Most westerners in the Shanghai International Settlement knew him as Chang-kee which was actually the initial name of his business. His name was also spelled as Wang Tso-ch'ing.

==Early life==
Huang Zuoqing was from a well-to-do family in Linghu Town (菱湖), Gui'an County (歸安), Huzhou, Zhejiang, Qing Empire, and received a good early education. Like many adolescents in Huzhou (known in China as the "City of Silk"), he worked as an apprentice in a silk shop as a teenager. In the late 1850s, he moved to Shanghai with his family when Taiping rebels attacked Zhejiang. In Shanghai Huang Zuoqing found a job in a silk store, and showing diligence and competence, he was well trusted by the store owner. He also learned English in his spare time. This skill enabled him to act as a trade agent between Chinese manufacturers of hand-reeled silk and western exporters. Because western demand for silk from China was increasingly high (due to an 1850s silkworm disease epidemic in Europe, coupled with the rise of American and French silk-weaving industries at the time), Huang earned a sizable income from the commissions.

==Establishing the Chang-kee Filature==
In the early 1870s, Huang opened Hsiang-kee (祥記), his own silk store on Shanghai's Jiangxi Road (江西路). In addition to hand-reeled silk, Huang also purchased raw silk and cocoons for his foreign partners. At that point, it became increasingly obvious that traditional hand-reeled silk could not compete with machine-run, steam-reeled silk in quality and consistency demanded by the global market, not to mention efficiency. In 1861, British merchants had established the Ewo Filature (怡和絲廠) in Shanghai, the first steam filature in China. It significantly rocked the Chinese silk industry, so much that it had to close in 1869 due to the guild of Chinese silk merchants preventing it from acquiring a reliable supply of cocoons. In 1878, Kee Chong Filature (旗昌繅絲廠) was established in Shanghai by the Americans, which became so successful that it expanded to as many as 1000 reels.
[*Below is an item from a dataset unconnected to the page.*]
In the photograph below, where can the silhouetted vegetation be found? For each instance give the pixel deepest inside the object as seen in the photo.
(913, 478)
==Partnership with Zhang Zhidong==
In 1894, the Viceroy of Huguang and well-known reformer Zhang Zhidong planned to establish the Hubei (Hupeh) Silk Filature (湖北繅絲廠) in Wuchang, as part of the country's Self-Strengthening Movement. He already knew about Huang Zuoqing—who owned a silk shop in Hankou just across the Yangtze from Wuchang—and he asked Zhao Shuqiao (趙舒翹), Governor of Jiangsu (which administered Shanghai), to invite Huang Zuoqing to Wuchang to run his business venture. Huang Zuoqing agreed to invest 20,000 taels of silver and recommended his third son Huang Jinquan (黃晉荃) to serve as the manager. Zhang Zhidong was ecstatic, and through his recommendation Huang Zuoqing received a title equivalent to an official of the second-rank from the imperial court.
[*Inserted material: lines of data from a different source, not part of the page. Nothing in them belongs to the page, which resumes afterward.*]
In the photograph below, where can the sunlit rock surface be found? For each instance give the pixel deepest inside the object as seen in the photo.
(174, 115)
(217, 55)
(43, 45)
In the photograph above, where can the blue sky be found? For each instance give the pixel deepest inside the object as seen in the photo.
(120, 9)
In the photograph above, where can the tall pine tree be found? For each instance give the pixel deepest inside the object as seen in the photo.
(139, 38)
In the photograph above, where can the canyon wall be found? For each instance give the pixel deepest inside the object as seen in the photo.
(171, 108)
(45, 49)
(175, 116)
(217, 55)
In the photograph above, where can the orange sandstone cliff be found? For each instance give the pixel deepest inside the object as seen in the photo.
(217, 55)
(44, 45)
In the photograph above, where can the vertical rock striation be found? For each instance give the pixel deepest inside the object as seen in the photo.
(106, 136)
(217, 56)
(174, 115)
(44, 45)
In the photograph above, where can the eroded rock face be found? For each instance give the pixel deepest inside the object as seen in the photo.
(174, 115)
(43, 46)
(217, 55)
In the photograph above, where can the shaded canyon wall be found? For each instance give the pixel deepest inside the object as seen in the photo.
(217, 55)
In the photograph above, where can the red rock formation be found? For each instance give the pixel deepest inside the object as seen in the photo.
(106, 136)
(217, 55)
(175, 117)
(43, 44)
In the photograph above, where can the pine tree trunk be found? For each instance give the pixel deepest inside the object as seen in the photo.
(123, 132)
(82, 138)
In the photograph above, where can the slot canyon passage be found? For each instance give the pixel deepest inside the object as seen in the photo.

However, Zhang Zhidong wanted a "government-supervised and merchant-managed" enterprise; Huang refused. After trying and failing to find other merchant partners, Zhang Zhidong again turned to Huang Zuoqing, this time agreeing to a joint state-private partnership. Huang Zuoqing invested 470,000 taels of silver, and the Hubei Silk Filature was established. But Huang Jinquan discovered that the purchased machines were inferior and even defective, because someone cooked the books. The problem was not resolved until several rounds of negotiations, and the filature did not start running until May 1896, with 208 reels and 300 laborers. Though the Filature had some success, because of too many government restrictions the Huangs could not agree with the state on several aspects. In May 1897, Huang Jinquan completely withdrew from the Hubei Filature and returned to Shanghai.

==Bankruptcy and death==
Around this time, Huang Zuoqing's Yu Jin Spinning Mill (裕晉紗廠) in Yangpu District, Shanghai, with 1,500 laborers and 15,000 spindles, was also under financial distress, as it could not compete with the state-run monopolies under bureaucrats Li Hongzhang and Sheng Xuanhuai. Huang Zuoqing had no choice but look for foreign investment, and this eventually led to bankruptcy. The factory, under the new name Xing Tai Spinning Mill (興泰紗廠), was purchased by the Japanese Mitsui & Co. in 1902. Huang Zuoqing died in July 1902, on the way back to Shanghai after a business trip to Suzhou where he contracted cholera.